Full Security on an Intel or M1 Mac
To ensure Apple Pay works, system security must be set to Full Security on both Intel and M1-series Macs. This requires restarting or starting up in recoveryOS and then using the Startup Security Utility to reset system security.
You may have downgraded security on an Intel Mac to boot off an external volume or to install some low-level drivers for third-party software. With an M1 Mac, the most likely reason is you enabled its Reduced Security mode to install a kernel extension required by some software that taps into low-level drivers, like some of Rogue Amoeba’s audio software. (Apple doesn’t yet provide hooks in macOS for M1 Macs that allow certain kinds of direct access to system input and output without reducing security.)
With a reduced-security macOS startup, Apple may be unable to create the level of integrity it and the credit-card system requires for mobile payments that match the degree offered by a point-of-sale system accepting a chip on a card. If so, Apple Pay is disabled on the Mac. (Apple explains in technical detail how this relates to the M1 security policy process in this platform security document.)
There are separate paths on how to re-enable Full Security by Mac architecture type. Apple offers a full page walkthrough on reverting to Full Security with an Intel Mac with a T2 Security Chip. For an M1-series Mac, look at the “Change the security policy” heading in this support document.
Apple also suggests other causes:
- If you have a laptop, its lid must be open. This makes sense because how would you otherwise use the Touch ID sensor? There’s an exception: you can still use the sensor on a Magic Keyboard with Touch ID with an M1-series Mac with the lid closed. (Apple doesn’t list this exception; I tested it, and it works.)
- In the Software Update preference pane, click Advanced: the “Install system data files and security updates” box should be checked for automatic installation.
- Apple also notes more ambiguously that macOS disables Apple Pay “when it detects third-party software or malware that affects its ability to keep your payment information secure.”
You might wonder why Safari continues to allow you to fill in stored credit and debits cards from Safari > Preferences > Autofill if Apple Pay is disabled? Safari doesn’t perform a mobile payment transaction when it auto-fills card information—it just drops the information in without additional typing. Safari doesn’t even store the card’s verification code, the CVV, which must be entered manually.

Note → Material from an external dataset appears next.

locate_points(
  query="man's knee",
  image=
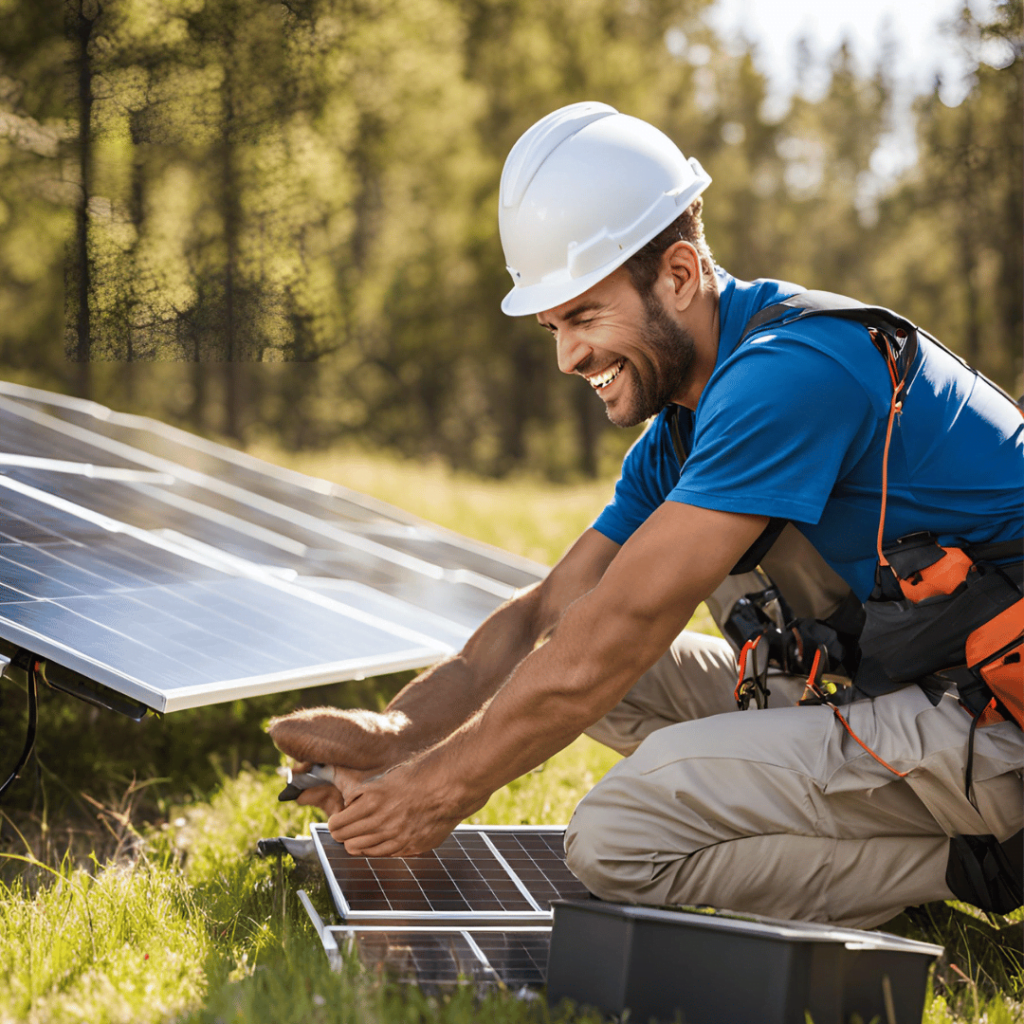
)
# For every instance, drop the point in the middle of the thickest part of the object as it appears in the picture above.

Credit-card processors that manage transactions for online retailers treat form-entered cards as among the most potentially fraudulent transactions; they don’t differentiate—nor do they have a way to—between browser auto-filled card details or those entered manually. Apple Pay mobile payments are among the least likely to be fraudulent because of the way the transaction is created and validated, and are scored for risk accordingly.